Actually, on NOT writing. Mostly.
“You should blog again.”
“When are you going to get back to your writing?”
From my youngest daughter, “I know you will finish your book.” And she didn’t even add “someday”.
I used to write a lot. Every day in fact. There are 1500ish posts here to attest to that. Not to mention (but why not?), posts and a few stray articles here and there on the wide web providing a testament to my more prolific writing past.
So, why don’t I fire up this old blog and getting my writing back on?
I don’t know.
There’s too much to write about is one of the issues. I simply don’t know where to focus my attention.
Fiction? Poetry? Politics? Social issues? Life in general? Self-help? Advice?
I’ve typed around, over, under and through all of these genres. I can’t say that I have a favorite, or a particular strength, which is probably part of the problem.
I’d write about everything if that were possible.
Maybe it’s possible. But I would have to rouse myself from my mostly retired state and find a whole lot of an ambition, a perennial problem for me.
I am just not an ambitious person. I have a lot of work ethic. It would be difficult not to given that I was raised by Depression Era farm kids. Work. Hard, dull and practical is what I raised to know. It was instilled in me at a very early age. And I resent it.
At some point, working hard morphed into working smart and that transformed me into the creature that I am. Someone who can get jobs done but views most energy expense in terms of bottom lines.
How negatively will my life be affected if I don’t bother? Or half-ass it? I am a Gen-Xer after all.

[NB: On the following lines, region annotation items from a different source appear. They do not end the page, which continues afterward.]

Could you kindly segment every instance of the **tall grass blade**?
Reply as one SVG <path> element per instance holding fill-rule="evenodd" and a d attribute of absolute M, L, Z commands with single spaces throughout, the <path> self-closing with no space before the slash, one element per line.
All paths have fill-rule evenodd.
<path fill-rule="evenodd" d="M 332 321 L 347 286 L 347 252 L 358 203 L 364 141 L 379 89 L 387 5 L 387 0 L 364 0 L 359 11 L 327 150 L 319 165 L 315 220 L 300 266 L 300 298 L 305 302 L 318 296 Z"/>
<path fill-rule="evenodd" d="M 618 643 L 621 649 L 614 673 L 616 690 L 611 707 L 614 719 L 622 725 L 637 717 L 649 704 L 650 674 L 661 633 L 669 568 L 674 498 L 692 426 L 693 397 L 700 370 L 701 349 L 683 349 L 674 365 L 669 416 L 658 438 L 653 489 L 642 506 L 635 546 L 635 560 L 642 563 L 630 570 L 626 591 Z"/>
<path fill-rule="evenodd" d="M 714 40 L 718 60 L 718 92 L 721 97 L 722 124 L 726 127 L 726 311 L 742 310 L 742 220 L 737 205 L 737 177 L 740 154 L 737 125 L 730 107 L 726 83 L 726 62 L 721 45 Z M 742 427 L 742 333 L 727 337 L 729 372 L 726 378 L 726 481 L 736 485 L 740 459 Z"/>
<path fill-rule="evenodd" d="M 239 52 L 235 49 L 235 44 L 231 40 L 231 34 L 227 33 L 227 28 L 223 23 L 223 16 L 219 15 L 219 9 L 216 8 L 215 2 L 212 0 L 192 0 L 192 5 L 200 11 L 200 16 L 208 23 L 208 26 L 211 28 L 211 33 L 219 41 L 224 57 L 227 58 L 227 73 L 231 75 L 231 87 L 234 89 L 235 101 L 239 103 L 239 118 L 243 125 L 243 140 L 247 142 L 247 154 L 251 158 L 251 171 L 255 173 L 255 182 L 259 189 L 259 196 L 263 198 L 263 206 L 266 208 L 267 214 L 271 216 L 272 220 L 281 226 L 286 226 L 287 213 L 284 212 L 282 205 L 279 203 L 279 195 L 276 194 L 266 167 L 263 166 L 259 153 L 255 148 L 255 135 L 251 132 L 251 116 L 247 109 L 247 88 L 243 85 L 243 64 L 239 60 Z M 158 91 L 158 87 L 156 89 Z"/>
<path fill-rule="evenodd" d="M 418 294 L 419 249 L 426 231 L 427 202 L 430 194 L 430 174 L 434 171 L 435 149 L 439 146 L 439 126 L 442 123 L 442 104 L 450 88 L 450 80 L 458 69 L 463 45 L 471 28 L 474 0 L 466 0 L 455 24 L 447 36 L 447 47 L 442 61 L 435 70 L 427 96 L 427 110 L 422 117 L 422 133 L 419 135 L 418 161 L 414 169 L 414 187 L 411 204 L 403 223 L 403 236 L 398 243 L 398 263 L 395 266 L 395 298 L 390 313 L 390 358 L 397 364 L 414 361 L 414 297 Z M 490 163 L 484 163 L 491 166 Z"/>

So in terms of writing, when it was something I loved – and I did love it – I could do it all day. It was day-dreaming on paper and later on – a screen. But once it became work, when I was mommy blogging and then working for Care2, my old work ethic kicked in and efficiency, out-put versus in-put mindset, took over.
How much effort do I need to expend to make X number of dollars or drive Z number of page views or snag a syndication run for Y blog pieces?
Sucked the joy right from the marrow with sharpened fangs.
Oh, I know. What horrible problems to have.
People were reading your writing and someone was rewarding you – with money sometimes even – for your efforts. Poor baby.
Yes, I get it. Fair criticism. Don’t think I haven’t scolded myself. I have.
The upside of walking away and turning inward. Getting back to the organic with paper and pen. Was that I found a bit of joy again. A little bit of that love.
But the downside was that I missed being read. I really do like people to read what I write. It’s a bit of an addiction.
I satisfied it with social media. A little. For a while. It’s a cheat.
However, I am here again and my novel is screaming at me from the corner of the living room where it is piled up but unable to be forgotten. So the time is now to get back to “work”. The dilemma is rousing myself daily to do it.
I am lazy at my core. I like reading. Thinking. Walking. Broken up by Interneting and house-wife’ng and momming. It’s not a bad gig. Truly.
Being writer is a job and kind of calling . Like teaching was a calling.
I’m not afraid of competing. I am a better writer on my worst day than many people are when they really try hard.
I am aware, however, that I will annoy, possibly infuriate, and very likely disappoint people. Despite what you might think, I don’t really want to do any of those things. Although sometimes it’s necessary.
So, if you decide to read – going forward or trolling back – best to bear in mind that I am a real person at a keyboard somewhere. I have good and bad days. My interests, and therefore my choice of topics, are varied. I am not static. In thought or opinion. I’ve held views that I don’t anymore. I’ve written things that I might not now. And I am just as likely to change my point of view as I am to cling to it.
In other words, if you have some sort of idea of who you think I am, discard it. You don’t know. You don’t even know what you don’t know.
This was a rambling post. Like splashing and treading a bit of water before settling in and doing laps.
There’s a lot to write about. Rob Ford. The Liberal Budget. Unisex wash and change rooms. Donald Trump. And why I’d still vote for Clinton before Sanders. Why Twitter still sucks hard. And less weighty topics like house hunting, being too lazy to take a proper holiday and why I love Ottawa.
I’ll get to it. But first, I need to do some laundry and make a cup of tea.
On your worst day, you write better than what passes for professionals these days (listicles? people get PAID for that shit?)
Like you, I’ve lost my passion for it… I wrote because I had to. I worked out my thoughts on the keyboard, and then edited to make sure it was coherent, and I tried to keep it at 500 words or less. But it turns out, when I’m happy, and feeling balanced? Writing is work. And I know it’s not very good when I’m not raging, or hemorrhaging angst.
The hardest part is that I’ve enjoyed my blogmates so very much. Real friendships have emerged from these characters on the screen. I try to keep up, but I’m feeling the ticking clock of my life, and am busy living a life. Travel, travel planning, and just farting around bring me more joy than hoarking up my emotional innerds.
I hope you keep at it, because you really are good. But I certainly understand if you flit around, and are somewhat sporadic.
Love, love. Can’t wait to see what’s next. And go HRC.